L'Institut des Cultures d'Islam est un espace modeste et agréable avec une cour et un restaurant/café. J'avais hâte de voir l'interprétation par Kemali de la Conférence des Oiseaux de Farid ud-Din Attar, une œuvre poétique mystiquedu XIIe siècle accompagnée de plus de deux cents miniatures exquises persanes, turques et indo-pakistanaises. La Conférence raconte la migration de milliers d'oiseaux à la recherche de Simorgh (en persan, "30 oiseaux"), une allégorie du divin, qui se trouve dans les hauteurs du mythique mont Qaf (le point le plus éloigné de la terre dans les traditions persane et arabe). Les oiseaux traversent sept vallées (du désir, de l'amour, de la plénitude, de la connaissance, de la perplexité, etc. Seuls 30 d'entre eux arrivent dans le jardin béni.
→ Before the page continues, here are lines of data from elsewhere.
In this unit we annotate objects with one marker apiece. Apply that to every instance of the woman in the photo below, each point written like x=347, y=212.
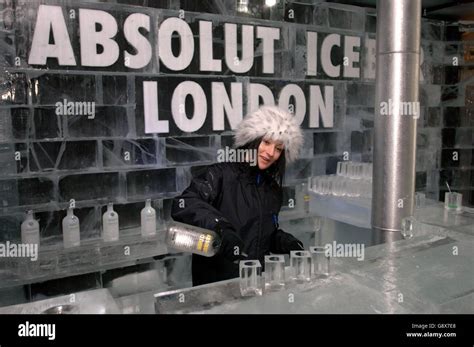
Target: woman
x=241, y=201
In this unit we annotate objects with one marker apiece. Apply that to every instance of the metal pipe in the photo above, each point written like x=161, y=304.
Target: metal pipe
x=396, y=112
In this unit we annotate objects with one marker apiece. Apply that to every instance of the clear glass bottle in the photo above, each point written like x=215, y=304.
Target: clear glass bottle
x=189, y=238
x=71, y=230
x=302, y=197
x=30, y=229
x=148, y=220
x=110, y=224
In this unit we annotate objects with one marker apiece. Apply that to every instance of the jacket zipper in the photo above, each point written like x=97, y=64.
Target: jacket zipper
x=260, y=213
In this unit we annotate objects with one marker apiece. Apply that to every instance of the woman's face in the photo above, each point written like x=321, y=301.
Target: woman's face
x=268, y=152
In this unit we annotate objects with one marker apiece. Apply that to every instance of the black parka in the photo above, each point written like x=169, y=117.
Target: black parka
x=244, y=196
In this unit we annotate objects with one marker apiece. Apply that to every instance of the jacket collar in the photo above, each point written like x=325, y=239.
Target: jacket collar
x=253, y=174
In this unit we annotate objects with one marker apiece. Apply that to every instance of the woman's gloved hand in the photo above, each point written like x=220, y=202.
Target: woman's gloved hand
x=284, y=242
x=231, y=244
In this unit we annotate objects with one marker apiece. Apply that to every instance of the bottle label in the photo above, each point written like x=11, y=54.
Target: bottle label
x=203, y=243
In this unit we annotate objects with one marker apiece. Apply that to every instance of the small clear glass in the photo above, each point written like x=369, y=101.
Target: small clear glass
x=301, y=266
x=420, y=200
x=250, y=278
x=321, y=262
x=408, y=227
x=453, y=201
x=274, y=272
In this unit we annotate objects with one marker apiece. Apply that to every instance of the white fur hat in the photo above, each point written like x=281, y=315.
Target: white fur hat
x=273, y=123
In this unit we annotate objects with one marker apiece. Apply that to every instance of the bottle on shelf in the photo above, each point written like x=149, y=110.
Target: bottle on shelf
x=110, y=224
x=71, y=230
x=302, y=197
x=30, y=229
x=148, y=220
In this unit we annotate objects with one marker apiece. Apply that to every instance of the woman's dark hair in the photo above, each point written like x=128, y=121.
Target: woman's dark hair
x=277, y=169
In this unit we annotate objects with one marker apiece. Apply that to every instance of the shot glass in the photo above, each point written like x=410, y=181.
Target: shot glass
x=250, y=278
x=274, y=272
x=408, y=227
x=301, y=266
x=420, y=200
x=321, y=262
x=453, y=201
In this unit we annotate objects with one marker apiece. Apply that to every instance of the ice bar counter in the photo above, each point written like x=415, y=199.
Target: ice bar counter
x=431, y=271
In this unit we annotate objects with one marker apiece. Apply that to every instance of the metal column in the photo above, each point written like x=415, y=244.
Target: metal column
x=397, y=81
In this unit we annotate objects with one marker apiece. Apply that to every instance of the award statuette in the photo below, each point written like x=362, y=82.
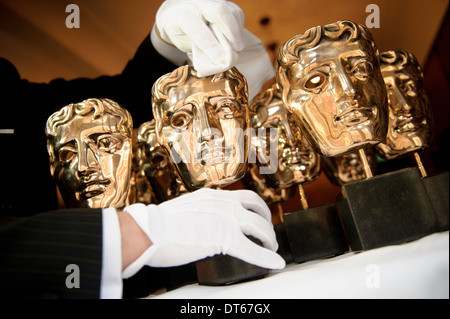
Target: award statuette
x=330, y=80
x=154, y=165
x=309, y=233
x=201, y=123
x=411, y=124
x=348, y=168
x=89, y=146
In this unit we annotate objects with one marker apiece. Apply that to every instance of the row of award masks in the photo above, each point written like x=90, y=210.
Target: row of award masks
x=336, y=105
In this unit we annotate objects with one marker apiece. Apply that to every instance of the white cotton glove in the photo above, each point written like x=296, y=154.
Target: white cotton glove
x=205, y=223
x=211, y=34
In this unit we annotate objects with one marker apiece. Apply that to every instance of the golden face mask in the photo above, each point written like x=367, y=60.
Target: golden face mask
x=410, y=117
x=201, y=122
x=348, y=168
x=297, y=162
x=154, y=164
x=330, y=80
x=255, y=181
x=89, y=145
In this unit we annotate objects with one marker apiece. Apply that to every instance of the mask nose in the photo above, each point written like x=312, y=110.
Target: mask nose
x=87, y=161
x=343, y=83
x=207, y=123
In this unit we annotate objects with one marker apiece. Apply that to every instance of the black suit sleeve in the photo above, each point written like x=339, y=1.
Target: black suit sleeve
x=35, y=252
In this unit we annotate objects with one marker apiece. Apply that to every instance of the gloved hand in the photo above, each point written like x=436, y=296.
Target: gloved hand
x=211, y=28
x=211, y=34
x=205, y=223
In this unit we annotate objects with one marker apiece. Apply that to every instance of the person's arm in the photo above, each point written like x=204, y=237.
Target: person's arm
x=134, y=240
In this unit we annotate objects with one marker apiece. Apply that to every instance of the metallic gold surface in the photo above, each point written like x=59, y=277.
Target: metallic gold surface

Les instruments en argile de Kemali, en forme de grands oiseaux, et ses capes en aquarelle sont élégamment disposés dans une salle d'exposition. Dans la salle adjacente, un film montre de jeunes flûtistes du Conservatoire municipal Gustave Charpentier de Paris, dans ce même quartier. Je les ai regardées, vêtues des capes pastel de Kemali, jouer des flûtes d'oiseaux en terre cuite en se promenant doucement dans le conservatoire et dans le quartier avant de se rassembler dans le jardin. Leur chant d'oiseau, à la fois éthéré et terrestre, m'a fait entrer dans une sorte de transe soufique. Je me suis rendu compte que Kemali invite les visiteurs à devenir, s'ils le peuvent, un 31e oiseau dans les jardins mystiques du mont Qaf.
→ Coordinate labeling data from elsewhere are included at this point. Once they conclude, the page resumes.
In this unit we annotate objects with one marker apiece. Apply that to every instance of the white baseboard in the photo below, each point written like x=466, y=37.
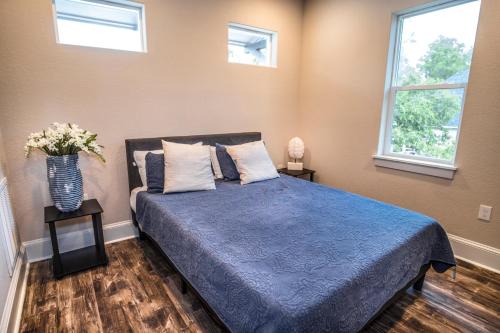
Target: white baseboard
x=476, y=253
x=41, y=249
x=13, y=308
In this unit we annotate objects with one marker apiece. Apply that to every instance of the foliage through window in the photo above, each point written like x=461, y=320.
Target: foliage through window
x=251, y=46
x=432, y=56
x=111, y=24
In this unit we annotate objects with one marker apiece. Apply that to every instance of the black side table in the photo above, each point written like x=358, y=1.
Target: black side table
x=84, y=258
x=298, y=173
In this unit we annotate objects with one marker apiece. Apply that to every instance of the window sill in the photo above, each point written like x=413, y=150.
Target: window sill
x=424, y=168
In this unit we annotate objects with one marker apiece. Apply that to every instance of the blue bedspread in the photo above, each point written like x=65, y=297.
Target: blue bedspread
x=287, y=255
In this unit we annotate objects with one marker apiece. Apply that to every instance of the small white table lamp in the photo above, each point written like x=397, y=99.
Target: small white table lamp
x=296, y=151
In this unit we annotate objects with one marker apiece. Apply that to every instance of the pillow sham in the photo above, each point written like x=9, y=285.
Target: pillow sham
x=227, y=166
x=155, y=172
x=187, y=168
x=215, y=163
x=253, y=162
x=140, y=161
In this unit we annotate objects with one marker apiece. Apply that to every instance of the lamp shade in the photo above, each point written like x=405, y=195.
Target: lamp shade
x=296, y=148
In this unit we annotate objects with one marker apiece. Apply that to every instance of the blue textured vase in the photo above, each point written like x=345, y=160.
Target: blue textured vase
x=65, y=182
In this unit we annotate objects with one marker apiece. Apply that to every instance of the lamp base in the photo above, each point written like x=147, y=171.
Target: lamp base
x=295, y=166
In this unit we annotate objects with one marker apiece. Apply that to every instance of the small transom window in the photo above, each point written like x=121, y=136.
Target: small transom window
x=251, y=46
x=111, y=24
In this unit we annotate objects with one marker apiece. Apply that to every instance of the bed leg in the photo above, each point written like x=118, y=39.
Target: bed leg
x=183, y=286
x=142, y=235
x=419, y=284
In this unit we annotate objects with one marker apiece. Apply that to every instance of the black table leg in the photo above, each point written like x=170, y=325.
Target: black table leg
x=98, y=236
x=56, y=257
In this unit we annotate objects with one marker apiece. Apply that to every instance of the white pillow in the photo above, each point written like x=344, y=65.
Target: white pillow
x=140, y=162
x=253, y=162
x=215, y=163
x=187, y=168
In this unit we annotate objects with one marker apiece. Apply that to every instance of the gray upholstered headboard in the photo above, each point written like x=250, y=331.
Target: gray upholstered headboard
x=132, y=145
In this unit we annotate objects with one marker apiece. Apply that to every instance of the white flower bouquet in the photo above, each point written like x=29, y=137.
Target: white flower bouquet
x=63, y=139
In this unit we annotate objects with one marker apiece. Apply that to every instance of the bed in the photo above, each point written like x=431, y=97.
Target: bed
x=288, y=255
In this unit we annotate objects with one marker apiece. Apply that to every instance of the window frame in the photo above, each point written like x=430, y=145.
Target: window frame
x=273, y=44
x=113, y=3
x=384, y=152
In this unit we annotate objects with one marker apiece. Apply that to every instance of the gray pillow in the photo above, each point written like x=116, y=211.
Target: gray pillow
x=226, y=163
x=155, y=172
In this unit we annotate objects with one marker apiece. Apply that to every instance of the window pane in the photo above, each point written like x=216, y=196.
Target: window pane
x=436, y=47
x=103, y=24
x=86, y=34
x=425, y=122
x=251, y=47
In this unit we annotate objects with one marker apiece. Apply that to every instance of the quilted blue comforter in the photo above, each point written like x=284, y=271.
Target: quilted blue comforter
x=287, y=255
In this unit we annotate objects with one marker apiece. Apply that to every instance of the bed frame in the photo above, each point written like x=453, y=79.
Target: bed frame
x=134, y=181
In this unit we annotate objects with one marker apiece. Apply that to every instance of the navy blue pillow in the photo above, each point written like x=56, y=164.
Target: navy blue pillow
x=155, y=172
x=226, y=163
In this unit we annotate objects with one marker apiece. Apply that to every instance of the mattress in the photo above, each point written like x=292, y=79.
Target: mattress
x=287, y=255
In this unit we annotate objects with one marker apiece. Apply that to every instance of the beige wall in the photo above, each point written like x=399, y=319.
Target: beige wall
x=344, y=57
x=182, y=86
x=2, y=158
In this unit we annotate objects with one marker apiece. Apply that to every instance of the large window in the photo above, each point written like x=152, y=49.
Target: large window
x=113, y=24
x=427, y=81
x=251, y=46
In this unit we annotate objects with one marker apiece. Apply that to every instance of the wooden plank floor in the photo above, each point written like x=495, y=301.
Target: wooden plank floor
x=139, y=292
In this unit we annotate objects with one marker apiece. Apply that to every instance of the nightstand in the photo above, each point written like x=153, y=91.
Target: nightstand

Plus tard, j'ai voyagé de Barbès à la vie monastique dans le16e arrondissement bourgeois, à sa pratique très différente de la spiritualité et du rituel. Et pourtant, je n'ai pas ressenti de méconnaissance impénétrable lors de ce passage. Les mondes rendus invisibles, représentés ou autoreprésentés comme isolés, ne le sont jamais. Les missions et l'empire français et les terres du Moyen-Orient et du Maghreb sont liés historiquement et culturellement, par la domination et l'échange, avec Paris comme point de rencontre de longue date. Le petit voyage, tel que je le conçois, observateur et connaisseur, à travers l'espace, l'expérience et la mémoire, peut évoquer ce lien, et finalement aider à forger de nouvelles formes de transmission culturelle.

Ce soir-là, dans la cuisine de l'hôtellerie du monastère, j'ai parcouru d'autres titres de livres sur les étagères tout en mangeant mes fruits et mon yogourt. Soudain, je suis tombée sur la Chiffonnière avec les Chiffonniers de Sœur Emmanuelle, qui raconte son travail missionnaire et humanitaire pendant vingt ans dans le Hayy el-Zabbaleen (le quartier du recyclage des ordures) du Caire - le même monde qui fait l'objet de mon prochain essai...

 

3 commentaires

  1. Jenine, dans son "observation et sa conversation à travers l'espace, l'expérience et la mémoire", a abordé, dans un récit léger mais très éloquent, de nombreuses questions contemporaines telles que l'inégalité sociale et la culture parallèle créée par les défavorisés. J'attends avec impatience de lire le prochain article sur le quartier des zabbaleen du Caire.

  2. Il s'agit d'un essai charmant, magnifiquement écrit, et d'une leçon importante sur la manière de percevoir davantage les mondes que nous partageons.